JAKARTA -- Indonesian state-owned miner Aneka Tambang, better known as Antam, said Wednesday it earned a net profit in 2016 after two years of losses thanks to increased nickel production and higher prices.
But the profit of 64 billion rupiah ($4.8 million) was only a small fraction of the 2.2 trillion rupiah in losses Antam racked up during 2014 and 2015 after the government's ban on raw mineral exports devastated the company's fortunes. Uncertainty over the impact of a new regulation that potentially lets Antam resume exports also has weighed on the company's stock price, which recently hit a five-month low.
Revenue fell 14% to 9.1 trillion rupiah on a decline in gold sales, which make up more than half of Antam's overall revenue. But the miner cushioned the drop by boosting production of ferronickel, used to make stainless steel, from its smelter in Sulawesi. Nickel ore sales also jumped due to an expansion of domestic smelter capacity. The company enjoyed a rally in benchmark nickel prices amid concerns of a reduced supply after the Philippine government threatened to shut down mines over environmental concerns.
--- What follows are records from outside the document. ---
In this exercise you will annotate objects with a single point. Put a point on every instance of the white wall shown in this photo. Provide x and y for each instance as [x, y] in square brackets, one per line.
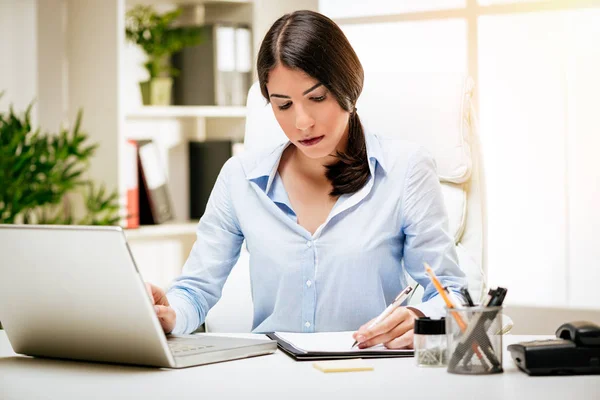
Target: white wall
[18, 58]
[539, 97]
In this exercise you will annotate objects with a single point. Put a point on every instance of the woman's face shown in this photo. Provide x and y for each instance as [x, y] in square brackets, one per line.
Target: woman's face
[307, 112]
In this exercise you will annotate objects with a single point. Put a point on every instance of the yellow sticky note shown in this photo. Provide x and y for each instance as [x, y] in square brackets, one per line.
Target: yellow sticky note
[350, 365]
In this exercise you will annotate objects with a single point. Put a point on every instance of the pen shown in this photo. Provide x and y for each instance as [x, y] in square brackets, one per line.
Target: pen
[461, 323]
[389, 309]
[465, 292]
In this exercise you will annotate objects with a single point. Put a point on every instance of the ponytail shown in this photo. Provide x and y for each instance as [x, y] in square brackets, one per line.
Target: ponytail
[351, 171]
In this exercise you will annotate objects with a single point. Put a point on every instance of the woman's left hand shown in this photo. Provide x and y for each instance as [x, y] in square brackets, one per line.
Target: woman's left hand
[395, 331]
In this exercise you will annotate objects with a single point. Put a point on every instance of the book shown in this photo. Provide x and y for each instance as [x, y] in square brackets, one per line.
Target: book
[132, 207]
[330, 346]
[154, 199]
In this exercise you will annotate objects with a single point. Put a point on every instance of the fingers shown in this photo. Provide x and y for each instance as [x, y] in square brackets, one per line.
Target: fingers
[395, 332]
[149, 290]
[157, 295]
[359, 334]
[403, 342]
[400, 321]
[166, 316]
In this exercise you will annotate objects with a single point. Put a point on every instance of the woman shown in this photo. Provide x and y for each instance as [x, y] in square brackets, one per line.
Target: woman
[327, 217]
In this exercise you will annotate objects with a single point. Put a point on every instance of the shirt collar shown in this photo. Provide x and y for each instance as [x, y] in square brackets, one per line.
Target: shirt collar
[265, 171]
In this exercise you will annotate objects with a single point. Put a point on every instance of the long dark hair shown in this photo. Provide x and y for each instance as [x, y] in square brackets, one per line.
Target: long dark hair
[311, 42]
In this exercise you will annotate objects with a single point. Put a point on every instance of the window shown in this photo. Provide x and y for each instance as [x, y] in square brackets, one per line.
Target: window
[537, 67]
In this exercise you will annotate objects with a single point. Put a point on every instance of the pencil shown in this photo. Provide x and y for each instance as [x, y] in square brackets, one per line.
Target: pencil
[461, 323]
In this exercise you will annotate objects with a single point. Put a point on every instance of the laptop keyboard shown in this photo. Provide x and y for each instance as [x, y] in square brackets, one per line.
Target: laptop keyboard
[186, 347]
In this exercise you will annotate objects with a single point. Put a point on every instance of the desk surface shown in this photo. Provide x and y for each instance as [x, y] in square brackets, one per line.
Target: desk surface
[275, 376]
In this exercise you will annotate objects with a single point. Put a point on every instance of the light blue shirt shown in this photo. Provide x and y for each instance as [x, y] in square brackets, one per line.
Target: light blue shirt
[341, 276]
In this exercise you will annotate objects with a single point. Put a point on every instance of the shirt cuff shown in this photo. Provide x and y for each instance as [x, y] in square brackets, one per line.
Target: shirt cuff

Antam said it targets another 19% increase in ferronickel production this year.
"With an estimated increase in production and sales in 2017, the commodity price outlook positive as well as the completion of downstream projects in one to two years, Antam has a solid future for providing good returns to stakeholder interests," President Tedy Badrujaman said in a statement.
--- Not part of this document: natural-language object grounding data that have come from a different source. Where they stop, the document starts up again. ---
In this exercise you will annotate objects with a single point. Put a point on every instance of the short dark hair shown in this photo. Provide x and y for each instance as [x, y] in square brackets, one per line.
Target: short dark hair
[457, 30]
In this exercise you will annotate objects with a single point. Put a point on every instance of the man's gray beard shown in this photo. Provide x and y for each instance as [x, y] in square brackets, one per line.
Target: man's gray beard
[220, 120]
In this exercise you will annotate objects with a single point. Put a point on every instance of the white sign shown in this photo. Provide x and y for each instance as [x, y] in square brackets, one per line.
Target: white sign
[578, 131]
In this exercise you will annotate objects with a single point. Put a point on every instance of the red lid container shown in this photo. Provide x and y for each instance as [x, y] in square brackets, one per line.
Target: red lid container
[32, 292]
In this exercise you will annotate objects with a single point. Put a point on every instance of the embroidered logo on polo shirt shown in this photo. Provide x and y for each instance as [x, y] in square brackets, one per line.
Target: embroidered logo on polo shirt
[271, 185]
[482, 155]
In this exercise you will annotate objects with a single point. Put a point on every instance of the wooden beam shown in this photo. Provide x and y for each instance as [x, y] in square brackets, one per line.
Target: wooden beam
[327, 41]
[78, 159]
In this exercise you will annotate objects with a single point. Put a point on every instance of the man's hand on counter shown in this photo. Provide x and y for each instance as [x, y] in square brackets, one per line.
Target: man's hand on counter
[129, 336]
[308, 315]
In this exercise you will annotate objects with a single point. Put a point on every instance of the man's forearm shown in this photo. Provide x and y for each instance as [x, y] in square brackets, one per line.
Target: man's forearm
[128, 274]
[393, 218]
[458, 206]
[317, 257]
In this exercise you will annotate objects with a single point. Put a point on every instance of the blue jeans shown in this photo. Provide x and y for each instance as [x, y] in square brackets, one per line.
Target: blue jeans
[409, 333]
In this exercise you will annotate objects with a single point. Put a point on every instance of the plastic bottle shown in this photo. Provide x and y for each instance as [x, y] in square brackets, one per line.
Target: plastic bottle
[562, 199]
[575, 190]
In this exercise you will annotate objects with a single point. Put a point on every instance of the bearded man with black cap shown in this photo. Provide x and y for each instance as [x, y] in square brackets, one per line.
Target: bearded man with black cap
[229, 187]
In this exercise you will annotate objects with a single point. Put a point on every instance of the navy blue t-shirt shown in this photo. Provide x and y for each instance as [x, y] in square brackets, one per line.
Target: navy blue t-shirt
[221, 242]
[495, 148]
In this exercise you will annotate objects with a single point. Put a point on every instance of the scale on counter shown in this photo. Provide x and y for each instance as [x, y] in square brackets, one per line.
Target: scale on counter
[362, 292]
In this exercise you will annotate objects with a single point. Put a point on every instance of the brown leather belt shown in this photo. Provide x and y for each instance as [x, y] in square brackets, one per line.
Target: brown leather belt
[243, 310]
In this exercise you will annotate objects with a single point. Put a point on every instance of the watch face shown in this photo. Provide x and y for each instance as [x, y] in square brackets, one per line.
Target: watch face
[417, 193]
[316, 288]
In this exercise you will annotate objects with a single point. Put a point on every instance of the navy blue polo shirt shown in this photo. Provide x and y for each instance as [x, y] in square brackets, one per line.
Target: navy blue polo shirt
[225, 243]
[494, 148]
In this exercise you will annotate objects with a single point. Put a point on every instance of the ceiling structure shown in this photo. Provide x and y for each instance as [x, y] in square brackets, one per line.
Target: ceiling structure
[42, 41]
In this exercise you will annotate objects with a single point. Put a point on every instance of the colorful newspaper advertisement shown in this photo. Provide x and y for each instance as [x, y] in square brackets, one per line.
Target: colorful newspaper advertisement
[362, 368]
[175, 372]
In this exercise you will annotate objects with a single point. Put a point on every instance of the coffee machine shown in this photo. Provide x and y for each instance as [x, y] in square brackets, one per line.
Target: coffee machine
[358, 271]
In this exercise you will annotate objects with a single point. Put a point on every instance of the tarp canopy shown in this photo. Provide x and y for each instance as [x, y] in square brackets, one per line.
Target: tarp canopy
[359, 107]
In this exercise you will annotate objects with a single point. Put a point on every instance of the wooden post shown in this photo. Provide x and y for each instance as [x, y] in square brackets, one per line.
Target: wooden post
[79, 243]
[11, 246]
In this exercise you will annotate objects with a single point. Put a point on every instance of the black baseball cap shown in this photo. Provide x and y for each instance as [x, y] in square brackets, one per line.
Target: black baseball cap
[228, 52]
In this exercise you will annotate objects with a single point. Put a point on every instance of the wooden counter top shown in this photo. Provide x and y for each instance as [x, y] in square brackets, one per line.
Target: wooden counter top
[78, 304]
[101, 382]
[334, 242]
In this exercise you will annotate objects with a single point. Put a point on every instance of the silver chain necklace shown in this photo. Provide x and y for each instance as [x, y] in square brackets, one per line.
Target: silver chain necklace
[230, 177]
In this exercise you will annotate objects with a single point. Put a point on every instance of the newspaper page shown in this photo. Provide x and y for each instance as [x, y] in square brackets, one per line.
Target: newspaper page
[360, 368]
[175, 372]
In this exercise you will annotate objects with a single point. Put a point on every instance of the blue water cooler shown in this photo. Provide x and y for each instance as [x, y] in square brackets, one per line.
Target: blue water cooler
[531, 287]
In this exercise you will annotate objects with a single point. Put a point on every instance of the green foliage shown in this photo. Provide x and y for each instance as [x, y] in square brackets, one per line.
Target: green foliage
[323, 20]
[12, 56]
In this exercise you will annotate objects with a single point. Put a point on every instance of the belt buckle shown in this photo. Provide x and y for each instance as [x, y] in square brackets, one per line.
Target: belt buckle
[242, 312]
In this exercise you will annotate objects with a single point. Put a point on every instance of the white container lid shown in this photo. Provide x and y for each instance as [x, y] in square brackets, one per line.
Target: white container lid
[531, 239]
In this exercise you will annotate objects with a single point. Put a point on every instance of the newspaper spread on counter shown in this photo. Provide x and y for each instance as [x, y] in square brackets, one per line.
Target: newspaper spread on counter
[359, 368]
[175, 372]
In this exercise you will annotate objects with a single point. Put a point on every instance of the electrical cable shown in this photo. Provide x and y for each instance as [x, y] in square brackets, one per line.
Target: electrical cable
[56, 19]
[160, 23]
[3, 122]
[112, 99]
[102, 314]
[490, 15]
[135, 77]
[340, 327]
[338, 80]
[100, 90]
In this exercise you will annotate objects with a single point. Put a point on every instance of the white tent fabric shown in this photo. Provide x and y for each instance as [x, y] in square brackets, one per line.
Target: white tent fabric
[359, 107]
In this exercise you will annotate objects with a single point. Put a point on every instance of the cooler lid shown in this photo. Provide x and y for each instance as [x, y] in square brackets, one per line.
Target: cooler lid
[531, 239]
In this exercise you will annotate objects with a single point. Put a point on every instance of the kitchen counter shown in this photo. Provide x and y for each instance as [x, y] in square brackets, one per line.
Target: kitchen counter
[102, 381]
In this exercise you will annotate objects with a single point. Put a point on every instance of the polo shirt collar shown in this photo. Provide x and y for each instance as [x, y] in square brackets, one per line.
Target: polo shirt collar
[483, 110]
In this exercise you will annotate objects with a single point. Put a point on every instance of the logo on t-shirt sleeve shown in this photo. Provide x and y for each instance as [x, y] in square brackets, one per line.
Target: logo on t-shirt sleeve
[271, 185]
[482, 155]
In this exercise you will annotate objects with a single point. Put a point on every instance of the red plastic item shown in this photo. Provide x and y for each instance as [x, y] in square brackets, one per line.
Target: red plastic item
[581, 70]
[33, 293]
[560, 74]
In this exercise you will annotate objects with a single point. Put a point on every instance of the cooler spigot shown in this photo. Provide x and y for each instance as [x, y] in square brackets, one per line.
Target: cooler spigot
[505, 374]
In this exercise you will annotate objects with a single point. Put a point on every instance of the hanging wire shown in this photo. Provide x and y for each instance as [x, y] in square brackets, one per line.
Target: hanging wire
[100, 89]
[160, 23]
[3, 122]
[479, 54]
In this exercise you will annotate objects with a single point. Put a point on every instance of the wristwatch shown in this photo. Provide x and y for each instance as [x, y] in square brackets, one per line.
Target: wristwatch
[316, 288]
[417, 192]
Antam is tasked with carrying out the Indonesian government's vision to develop a downstream mining sector, with plans to build a factory for stainless steel. But the ban on nickel ore exports since January 2014 hit profits hard, prompting the government to inject capital to maintain the company's investment into downstream projects.
The government introduced regulations in January that will let Antam export nickel ore under certain conditions. Though the announcement temporarily boosted the company's prospects, uncertainty around its production plans caused the stock price to fall back.
The regulations, which laid out new export rules for foreign miners, also may have unexpected repercussions. U.S.-based Freeport-McMoRan, which was in negotiations with Antam to jointly develop an anode slime smelter, is engaged in a high-profile dispute with the government over the new rules.